One way to do this is on the frontend. However, when we are talking about apps delivered over the internet, this incurs a heavy latency penalty. If the roundtrip from client to server is 300ms (not unheard of for mobile networks), even with instantaneous server response, you are looking at 600ms response time to get the data needed to display the page. And I am not even talking about the fact that after you get the product data you have to request images and do another roundtrip to receive them. Sure, you can use some fancy stuff like placeholders and progressive enhancement, but the product data is pretty darn important so without it, the screen might be mostly unusable. If you are building an internal app, where it’s expected that it will be consumed over local network with sub-millisecond roundtrip, it’s probably an OK way to do this. Otherwise, your app will provide a poor user experience.
When most calls to the cart service result in subsequent calls to the product service by the client, it makes sense that the API returns the cart data enriched with the product data. That way, the client needs to do just one round trip.
One way to achieve this is with chaining the services themselves. In this scenario, the cart service would call the product service and use the returned data to enrich the response.

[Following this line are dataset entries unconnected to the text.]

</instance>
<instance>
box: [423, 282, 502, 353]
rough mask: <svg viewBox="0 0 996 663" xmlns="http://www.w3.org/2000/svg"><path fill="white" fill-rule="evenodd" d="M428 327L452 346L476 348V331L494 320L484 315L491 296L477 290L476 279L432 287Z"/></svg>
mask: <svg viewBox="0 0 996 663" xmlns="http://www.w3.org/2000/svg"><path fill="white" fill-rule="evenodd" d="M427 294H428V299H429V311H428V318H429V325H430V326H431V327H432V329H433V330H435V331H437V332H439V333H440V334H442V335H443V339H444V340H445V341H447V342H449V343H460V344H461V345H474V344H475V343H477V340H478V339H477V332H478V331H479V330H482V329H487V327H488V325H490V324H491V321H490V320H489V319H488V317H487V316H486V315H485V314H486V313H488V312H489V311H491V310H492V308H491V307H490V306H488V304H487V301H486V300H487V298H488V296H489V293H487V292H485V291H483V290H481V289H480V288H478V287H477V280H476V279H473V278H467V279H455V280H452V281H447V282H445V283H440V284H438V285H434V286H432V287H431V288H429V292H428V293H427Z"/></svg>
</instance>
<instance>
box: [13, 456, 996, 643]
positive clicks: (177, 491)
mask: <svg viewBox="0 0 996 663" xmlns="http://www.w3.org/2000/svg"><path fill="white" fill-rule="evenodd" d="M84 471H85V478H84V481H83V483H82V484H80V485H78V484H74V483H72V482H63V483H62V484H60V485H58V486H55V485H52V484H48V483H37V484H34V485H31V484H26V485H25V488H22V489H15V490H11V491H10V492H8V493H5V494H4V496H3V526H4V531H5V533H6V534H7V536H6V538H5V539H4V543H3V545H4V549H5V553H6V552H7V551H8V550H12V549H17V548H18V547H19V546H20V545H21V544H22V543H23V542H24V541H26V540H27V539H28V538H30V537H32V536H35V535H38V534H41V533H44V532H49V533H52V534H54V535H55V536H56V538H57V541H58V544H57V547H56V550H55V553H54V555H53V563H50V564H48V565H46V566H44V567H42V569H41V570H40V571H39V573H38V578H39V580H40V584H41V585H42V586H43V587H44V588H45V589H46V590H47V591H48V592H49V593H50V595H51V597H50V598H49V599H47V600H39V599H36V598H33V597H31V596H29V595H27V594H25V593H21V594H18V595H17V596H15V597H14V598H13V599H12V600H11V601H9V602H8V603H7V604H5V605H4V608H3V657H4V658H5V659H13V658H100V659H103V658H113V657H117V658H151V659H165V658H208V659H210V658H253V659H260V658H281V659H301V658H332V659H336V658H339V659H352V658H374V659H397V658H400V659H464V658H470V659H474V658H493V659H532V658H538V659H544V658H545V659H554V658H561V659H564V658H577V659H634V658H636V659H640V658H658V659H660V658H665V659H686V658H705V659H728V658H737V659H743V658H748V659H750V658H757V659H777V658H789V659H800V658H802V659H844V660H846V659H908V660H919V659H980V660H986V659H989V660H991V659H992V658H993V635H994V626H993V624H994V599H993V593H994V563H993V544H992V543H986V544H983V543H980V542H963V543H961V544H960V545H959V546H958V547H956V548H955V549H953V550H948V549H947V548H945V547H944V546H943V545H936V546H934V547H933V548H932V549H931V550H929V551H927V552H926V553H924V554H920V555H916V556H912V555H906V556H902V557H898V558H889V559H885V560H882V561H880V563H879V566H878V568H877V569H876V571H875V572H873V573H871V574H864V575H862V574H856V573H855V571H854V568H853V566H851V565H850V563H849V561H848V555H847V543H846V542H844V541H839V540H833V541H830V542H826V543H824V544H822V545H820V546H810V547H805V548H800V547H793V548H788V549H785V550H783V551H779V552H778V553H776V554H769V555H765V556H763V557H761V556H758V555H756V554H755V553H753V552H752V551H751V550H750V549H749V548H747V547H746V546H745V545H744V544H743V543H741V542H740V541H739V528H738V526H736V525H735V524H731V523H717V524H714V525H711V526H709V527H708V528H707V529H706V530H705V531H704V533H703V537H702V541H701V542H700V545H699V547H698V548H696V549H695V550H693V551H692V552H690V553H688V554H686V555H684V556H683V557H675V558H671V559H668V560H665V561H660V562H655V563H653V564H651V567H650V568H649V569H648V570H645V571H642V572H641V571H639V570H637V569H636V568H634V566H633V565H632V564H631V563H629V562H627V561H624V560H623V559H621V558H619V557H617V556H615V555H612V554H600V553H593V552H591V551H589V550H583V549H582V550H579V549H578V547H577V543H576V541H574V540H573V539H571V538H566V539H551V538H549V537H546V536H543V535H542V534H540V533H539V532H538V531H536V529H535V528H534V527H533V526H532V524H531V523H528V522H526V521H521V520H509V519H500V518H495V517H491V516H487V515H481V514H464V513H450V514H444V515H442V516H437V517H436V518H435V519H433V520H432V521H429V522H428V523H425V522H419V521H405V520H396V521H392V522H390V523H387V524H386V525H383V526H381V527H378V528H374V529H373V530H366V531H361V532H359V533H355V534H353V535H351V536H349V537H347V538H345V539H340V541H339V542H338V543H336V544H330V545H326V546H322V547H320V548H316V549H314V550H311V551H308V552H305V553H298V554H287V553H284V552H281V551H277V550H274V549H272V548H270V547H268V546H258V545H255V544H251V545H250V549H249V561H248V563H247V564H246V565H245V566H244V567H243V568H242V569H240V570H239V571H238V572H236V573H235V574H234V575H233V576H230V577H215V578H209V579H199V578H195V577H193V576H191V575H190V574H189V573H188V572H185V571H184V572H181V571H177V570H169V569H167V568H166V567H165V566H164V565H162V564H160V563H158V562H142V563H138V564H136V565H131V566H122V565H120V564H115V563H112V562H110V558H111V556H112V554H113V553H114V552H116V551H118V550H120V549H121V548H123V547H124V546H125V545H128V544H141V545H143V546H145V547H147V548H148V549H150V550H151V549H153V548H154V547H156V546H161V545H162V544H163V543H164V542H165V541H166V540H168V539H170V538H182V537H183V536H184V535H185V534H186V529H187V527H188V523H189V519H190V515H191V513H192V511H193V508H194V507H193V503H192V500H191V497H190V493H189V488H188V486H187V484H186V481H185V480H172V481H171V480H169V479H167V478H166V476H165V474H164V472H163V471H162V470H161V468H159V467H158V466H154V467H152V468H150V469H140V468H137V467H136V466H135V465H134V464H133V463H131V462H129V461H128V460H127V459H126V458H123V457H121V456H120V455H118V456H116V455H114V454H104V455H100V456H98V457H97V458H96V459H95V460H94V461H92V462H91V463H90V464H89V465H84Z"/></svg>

The other way is to do this in the API service. This is again where segregated BFFs make sense, because a generic API would probably either enrich the data much more than necessary, with performance implications, or it would have to provide a way to the client to specify what data it wants, adding complexity and making the service difficult to learn.
Bridging the age gap
Interface segregation is also a useful pattern, when you are building a new micro-service ecosystem, but have to integrate with legacy systems and services. Let’s say you start to build a modern infrastructure interconnected by a service mesh, such as Istio or Consul. At the same time, you have services outside of this infrastructure, that still need to talk to the new ones. Building BFFs for these new services can be a good way to bridge these two worlds. Because the BFF should be dedicated to a specific client, or class of clients, you can retire these APIs as soon as these legacy services are rewritten into your new infrastructure. If you did one generic “legacy” API, I can pretty much guarantee that you will maintain it forever.
Conclusion
Interface segregation draws from the principles of micro-services and adapts them for API design. It helps build lean efficient interface for your services, pushing the development closer to consumers. It can help to improve performance of the services, especially over mobile networks, while keeping the services smaller. Same as micro-services, it makes sense in larger environments with multiple teams by enabling them to be more independent and move quickly.